This C++ API example demonstrates how to build an AlexNet neural network topology for forward-pass inference. Some key take-aways include:
- How tensors implemented and submitted to primitives.
- How primitives are created.
- How primitives are sequentially submitted to the network, where the output from primitives is passed as input to the next primitive. The later specifies dependency between primitive input <-> output data.
- Specific 'inference-only' configurations.
- Limit the number of reorders performed which are decremental to performance.
The simple_net.cpp example implements the AlexNet layers as numbered primitives (e.g. conv1, pool1, conv2).
Highlights for implementing the simple_net.cpp Example:
- Initialize a CPU engine. The last parameter in the engine() call represents the index of the engine.
- Create a primitives vector that represents the net.
std::vector<primitive> net;
- Additionally, create a separate vector holding the weights. This will allow executing transformations only once and outside the topology stream.
std::vector<primitive> net_weights;
- Allocate a vector for input data and create the tensor to configure the dimensions.
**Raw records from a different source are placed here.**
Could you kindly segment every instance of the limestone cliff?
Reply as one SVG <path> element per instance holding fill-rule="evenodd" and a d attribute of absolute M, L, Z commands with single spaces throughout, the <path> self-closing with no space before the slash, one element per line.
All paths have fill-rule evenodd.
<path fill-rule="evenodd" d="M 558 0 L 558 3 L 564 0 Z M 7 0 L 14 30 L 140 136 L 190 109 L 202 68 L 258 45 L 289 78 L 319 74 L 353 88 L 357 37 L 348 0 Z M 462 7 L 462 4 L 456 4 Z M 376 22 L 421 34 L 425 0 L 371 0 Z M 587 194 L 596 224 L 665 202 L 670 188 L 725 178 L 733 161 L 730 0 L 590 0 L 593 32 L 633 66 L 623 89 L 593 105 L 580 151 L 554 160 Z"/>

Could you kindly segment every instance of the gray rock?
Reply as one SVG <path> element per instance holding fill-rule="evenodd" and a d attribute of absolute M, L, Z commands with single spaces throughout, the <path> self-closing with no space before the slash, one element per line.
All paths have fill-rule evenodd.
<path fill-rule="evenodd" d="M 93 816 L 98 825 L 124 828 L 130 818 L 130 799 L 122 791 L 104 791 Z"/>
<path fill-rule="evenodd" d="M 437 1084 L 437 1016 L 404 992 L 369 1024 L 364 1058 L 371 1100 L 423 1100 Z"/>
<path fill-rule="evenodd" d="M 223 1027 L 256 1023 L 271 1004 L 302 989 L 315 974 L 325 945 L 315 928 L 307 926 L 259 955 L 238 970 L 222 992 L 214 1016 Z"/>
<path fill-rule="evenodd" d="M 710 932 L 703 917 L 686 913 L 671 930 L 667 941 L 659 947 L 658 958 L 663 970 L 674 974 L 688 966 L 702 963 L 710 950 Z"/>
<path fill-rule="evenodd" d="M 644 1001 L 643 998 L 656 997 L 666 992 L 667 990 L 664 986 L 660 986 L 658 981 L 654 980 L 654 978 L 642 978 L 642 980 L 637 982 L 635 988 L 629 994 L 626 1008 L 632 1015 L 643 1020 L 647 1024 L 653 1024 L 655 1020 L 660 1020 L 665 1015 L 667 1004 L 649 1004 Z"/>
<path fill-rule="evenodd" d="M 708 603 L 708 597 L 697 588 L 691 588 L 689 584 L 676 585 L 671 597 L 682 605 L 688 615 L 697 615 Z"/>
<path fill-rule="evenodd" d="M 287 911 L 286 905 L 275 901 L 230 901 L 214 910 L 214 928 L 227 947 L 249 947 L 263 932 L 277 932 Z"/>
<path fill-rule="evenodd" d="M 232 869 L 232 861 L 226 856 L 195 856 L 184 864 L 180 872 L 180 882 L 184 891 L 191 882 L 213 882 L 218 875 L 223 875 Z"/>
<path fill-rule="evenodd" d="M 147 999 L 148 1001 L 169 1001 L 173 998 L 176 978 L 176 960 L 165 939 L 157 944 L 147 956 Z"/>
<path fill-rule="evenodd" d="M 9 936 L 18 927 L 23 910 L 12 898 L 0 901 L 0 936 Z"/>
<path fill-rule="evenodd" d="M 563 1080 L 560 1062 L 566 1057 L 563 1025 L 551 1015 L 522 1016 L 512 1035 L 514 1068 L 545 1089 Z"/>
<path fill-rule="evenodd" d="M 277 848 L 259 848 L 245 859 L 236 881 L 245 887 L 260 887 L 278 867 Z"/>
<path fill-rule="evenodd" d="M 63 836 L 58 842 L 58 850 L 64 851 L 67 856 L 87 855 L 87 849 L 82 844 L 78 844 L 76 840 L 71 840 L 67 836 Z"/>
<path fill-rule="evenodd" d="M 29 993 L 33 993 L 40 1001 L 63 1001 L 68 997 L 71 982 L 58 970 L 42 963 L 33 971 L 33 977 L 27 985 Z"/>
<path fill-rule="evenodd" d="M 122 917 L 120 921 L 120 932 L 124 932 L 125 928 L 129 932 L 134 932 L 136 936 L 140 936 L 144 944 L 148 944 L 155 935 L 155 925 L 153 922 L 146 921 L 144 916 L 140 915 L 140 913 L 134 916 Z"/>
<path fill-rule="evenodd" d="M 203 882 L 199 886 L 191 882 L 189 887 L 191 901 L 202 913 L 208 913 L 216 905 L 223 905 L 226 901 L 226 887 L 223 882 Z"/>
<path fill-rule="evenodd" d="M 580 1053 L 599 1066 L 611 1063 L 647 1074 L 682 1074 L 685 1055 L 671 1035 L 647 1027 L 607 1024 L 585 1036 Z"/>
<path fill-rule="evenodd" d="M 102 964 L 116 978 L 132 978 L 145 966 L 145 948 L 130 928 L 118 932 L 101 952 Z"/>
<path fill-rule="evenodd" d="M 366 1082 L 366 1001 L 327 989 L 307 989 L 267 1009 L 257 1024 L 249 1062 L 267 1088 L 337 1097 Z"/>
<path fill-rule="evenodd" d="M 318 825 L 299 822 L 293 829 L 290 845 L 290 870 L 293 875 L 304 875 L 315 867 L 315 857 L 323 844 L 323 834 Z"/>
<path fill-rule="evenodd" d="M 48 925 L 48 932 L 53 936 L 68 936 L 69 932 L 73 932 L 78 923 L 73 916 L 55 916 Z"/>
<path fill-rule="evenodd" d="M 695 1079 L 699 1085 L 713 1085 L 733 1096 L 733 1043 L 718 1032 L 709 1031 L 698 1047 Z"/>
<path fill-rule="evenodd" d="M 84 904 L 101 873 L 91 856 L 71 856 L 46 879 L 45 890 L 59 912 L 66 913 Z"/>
memory::dims conv1_src_tz = { batch, 3, 227, 227 };
std::vector<float> user_src(batch * 3 * 227 * 227);
- Create a memory primitive for data in user format as
nchw
(minibatch-channels-height-width). Create a memory descriptor for the convolution input, selecting any
for the data format. The any
format allows the convolution primitive to choose the data format that is most suitable for its input parameters (convolution kernel sizes, strides, padding, and so on). If the resulting format is different from nchw
, the user data must be transformed to the format required for the convolution (as explained below). auto user_src_memory = memory({ { { conv1_src_tz }, memory::data_type::f32,
memory::format::nchw }, cpu_engine}, user_src.data());
auto conv1_src_md = memory::desc({conv1_src_tz},
memory::data_type::f32, memory::format::any);
- Create a convolution descriptor by specifying the algorithm(convolution algorithms, propagation kind, shapes of input, weights, bias, output, convolution strides, padding, and kind of padding. Propagation kind is set to forward_inference -optimized for inference execution and omits computations that are only necessary for backward propagation. */
auto conv1_desc = convolution_forward::desc(
conv1_src_md, conv1_weights_md, conv1_bias_md, conv1_dst_md,
- Create a descriptor of the convolution primitive. Once created, this descriptor has specific formats instead of the
any
format specified in the convolution descriptor. auto conv1_prim_desc = convolution_forward::primitive_desc(conv1_desc, cpu_engine);
- Create a convolution memory primitive from the user memory and check whether the user data format differs from the format that the convolution requires. In case it is different, create a reorder primitive that transforms the user data to the convolution format and add it to the net. Repeat this process for weights as well.
auto conv1_src_memory = user_src_memory;
if (memory::primitive_desc(conv1_prim_desc.src_primitive_desc())
!= user_src_memory.get_primitive_desc()) {
conv1_src_memory = memory(conv1_prim_desc.src_primitive_desc());
net.push_back(reorder(user_src_memory, conv1_src_memory));
}
- Create a memory primitive for output.
auto conv1_dst_memory = memory(conv1_prim_desc.dst_primitive_desc());
- Create a convolution primitive and add it to the net.
net.push_bash(convolution_forward(conv1_prim_desc, conv1_src_memory, conv1_weights_memory,
user_bias_memory, conv1_dst_memory));
- Create relu primitive. For better performance keep ReLU (as well as for other operation primitives until another convolution or inner product is encountered) input data format in the same format as was chosen by convolution. Furthermore, ReLU is done in-place by using conv1 memory.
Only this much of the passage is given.